Di fatto scommette sui ritardi dei treni...
«Al contrario, si tratta di invogliare il passeggero ad arrivare prima, magari per comperare un regalo o pranzare. E a differenza dei centri commerciali o dei duty free, le stazioni sono in centro e accessibili anche a chi non viaggia. Noi offriamo servizi, ristoranti di qualità, librerie, shopping di alta gamma».
Ci sono angoli di grandi stazioni che sembrano suk insicuri. Come si invogliano i passeggeri? E non la spaventa il rischio terrorismo?
«La natura abbia orrore del vuoto. Se gli spazi diventano vivibili, luoghi di scambio e divertimento, il rischio sicurezza diminuisce. Per questo abbiamo organizzato in stazione sfilate di moda. Il controllo del territorio significa riprendersi la vita, a meno che non si preferiscano gli Stati di polizia, più sicuri, ma al prezzo della libertà, che è il bene più prezioso. Quanto al terrorismo, anche in questo sono cartesiano. Al di là del dolore per le vittime e della ricaduta politica, dal punto di vista statistico è più pericoloso circolare in motorino».
Investire nel sistema delle stazioni significa anche rapportarsi con il mondo politico, le amministrazioni locali e le istituzioni. E su questo punto l’imprenditoria italiana è molto critica. Condivide?
«Purtroppo è un’ovvietà di cui si farebbe a meno. Ci sono due ordini di difficoltà. Quelle strutturali, determinate da pastoie burocratiche e quelle politiche contingenti. L’instabilità, l’altalena dello spread, le tensioni con l’Europa, il clima di sfiducia non fanno bene all’impresa. Non è un’opinione sul governo, ma un dato di fatto. Basta osservare le ricadute della Brexit».
«Borletti punti perfetti», era lo slogan delle famose macchine da cucire. Se la vita fosse una corsa a punti, quanti ne mancano al traguardo?
«Se il traguardo è la serenità della famiglia e degli affetti sono già arrivato. Le sfide imprenditoriali non si conteggiano, si fanno e basta, con il rischio di perderle».
Ma Borletti ama il rischio. Attraversa l’Europa pilotando il suo aereo, scia fuori pista, fa vela d’altura, cose che in apparenza contrastano con l’immagine del borghese colto, amante della musica e della buona tavola, che sfida il dietologo più dei cieli.

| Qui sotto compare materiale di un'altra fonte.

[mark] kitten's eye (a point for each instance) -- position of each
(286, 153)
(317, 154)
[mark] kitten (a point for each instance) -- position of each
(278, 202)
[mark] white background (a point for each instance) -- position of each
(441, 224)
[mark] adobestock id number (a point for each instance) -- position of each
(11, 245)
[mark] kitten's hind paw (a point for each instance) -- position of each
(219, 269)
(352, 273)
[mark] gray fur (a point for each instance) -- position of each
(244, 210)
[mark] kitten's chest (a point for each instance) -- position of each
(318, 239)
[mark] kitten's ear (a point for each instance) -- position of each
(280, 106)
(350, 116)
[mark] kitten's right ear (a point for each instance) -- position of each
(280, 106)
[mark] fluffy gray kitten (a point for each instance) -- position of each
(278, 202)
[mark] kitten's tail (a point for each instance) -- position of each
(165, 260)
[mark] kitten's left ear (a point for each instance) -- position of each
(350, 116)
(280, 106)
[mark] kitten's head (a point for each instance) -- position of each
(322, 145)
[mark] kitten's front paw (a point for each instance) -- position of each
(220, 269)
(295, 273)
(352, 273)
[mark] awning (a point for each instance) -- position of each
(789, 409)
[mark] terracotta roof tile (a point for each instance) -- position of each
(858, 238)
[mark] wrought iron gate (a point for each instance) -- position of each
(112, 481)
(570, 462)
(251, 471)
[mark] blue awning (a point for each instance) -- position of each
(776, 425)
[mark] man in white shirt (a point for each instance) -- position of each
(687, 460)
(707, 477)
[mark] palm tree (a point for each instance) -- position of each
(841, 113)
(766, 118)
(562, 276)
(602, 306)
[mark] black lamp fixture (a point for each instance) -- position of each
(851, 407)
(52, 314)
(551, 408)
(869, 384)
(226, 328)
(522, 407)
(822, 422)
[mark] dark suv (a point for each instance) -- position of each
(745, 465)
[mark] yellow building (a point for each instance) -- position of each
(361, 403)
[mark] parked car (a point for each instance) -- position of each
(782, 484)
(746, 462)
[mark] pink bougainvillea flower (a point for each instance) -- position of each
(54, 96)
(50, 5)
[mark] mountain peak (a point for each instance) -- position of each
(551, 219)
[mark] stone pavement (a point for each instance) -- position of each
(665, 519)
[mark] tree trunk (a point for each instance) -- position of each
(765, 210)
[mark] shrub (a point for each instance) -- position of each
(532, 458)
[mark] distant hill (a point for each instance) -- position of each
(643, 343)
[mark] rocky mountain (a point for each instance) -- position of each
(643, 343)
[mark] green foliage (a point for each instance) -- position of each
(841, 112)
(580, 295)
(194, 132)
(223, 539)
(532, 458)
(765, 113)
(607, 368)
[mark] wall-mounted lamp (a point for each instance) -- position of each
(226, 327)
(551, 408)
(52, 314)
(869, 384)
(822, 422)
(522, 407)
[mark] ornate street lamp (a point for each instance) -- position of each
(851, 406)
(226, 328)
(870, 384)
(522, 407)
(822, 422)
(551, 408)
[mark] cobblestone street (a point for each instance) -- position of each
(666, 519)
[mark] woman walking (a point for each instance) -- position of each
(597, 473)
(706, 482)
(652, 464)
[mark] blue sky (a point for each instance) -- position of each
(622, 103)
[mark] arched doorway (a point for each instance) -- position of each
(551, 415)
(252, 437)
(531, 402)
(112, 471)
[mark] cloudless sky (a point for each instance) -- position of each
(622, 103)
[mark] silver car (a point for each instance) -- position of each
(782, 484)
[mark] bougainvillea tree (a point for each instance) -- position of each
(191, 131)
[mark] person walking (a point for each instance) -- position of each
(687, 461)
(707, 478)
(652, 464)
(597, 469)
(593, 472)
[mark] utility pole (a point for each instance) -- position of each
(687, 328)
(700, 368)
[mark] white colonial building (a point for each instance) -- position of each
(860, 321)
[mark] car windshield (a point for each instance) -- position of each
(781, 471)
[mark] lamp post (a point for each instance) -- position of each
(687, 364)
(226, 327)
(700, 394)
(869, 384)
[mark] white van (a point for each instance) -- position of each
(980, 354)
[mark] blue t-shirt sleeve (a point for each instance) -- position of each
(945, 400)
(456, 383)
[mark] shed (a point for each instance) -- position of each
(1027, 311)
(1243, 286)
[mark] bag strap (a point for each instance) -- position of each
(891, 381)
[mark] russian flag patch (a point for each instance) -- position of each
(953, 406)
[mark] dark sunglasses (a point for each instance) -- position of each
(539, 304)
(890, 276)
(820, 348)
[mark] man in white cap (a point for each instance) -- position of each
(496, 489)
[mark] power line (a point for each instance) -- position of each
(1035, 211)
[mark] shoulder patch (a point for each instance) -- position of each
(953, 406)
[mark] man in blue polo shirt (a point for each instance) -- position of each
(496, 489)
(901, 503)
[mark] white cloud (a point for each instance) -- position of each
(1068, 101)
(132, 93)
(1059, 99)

«Il mio Pilatus monomotore è uno degli aerei più sicuri del mondo. Sono razionale anche nelle attività private. Amo il rischio calcolato, come nelle imprese. Non esiste imprenditore che non rischi ma quello di successo è capace di valutarli e gestirli, non subirli… possibilmente con un po’ di fortuna. In volo, ad esempio, il rischio è più basso di una tegola in testa».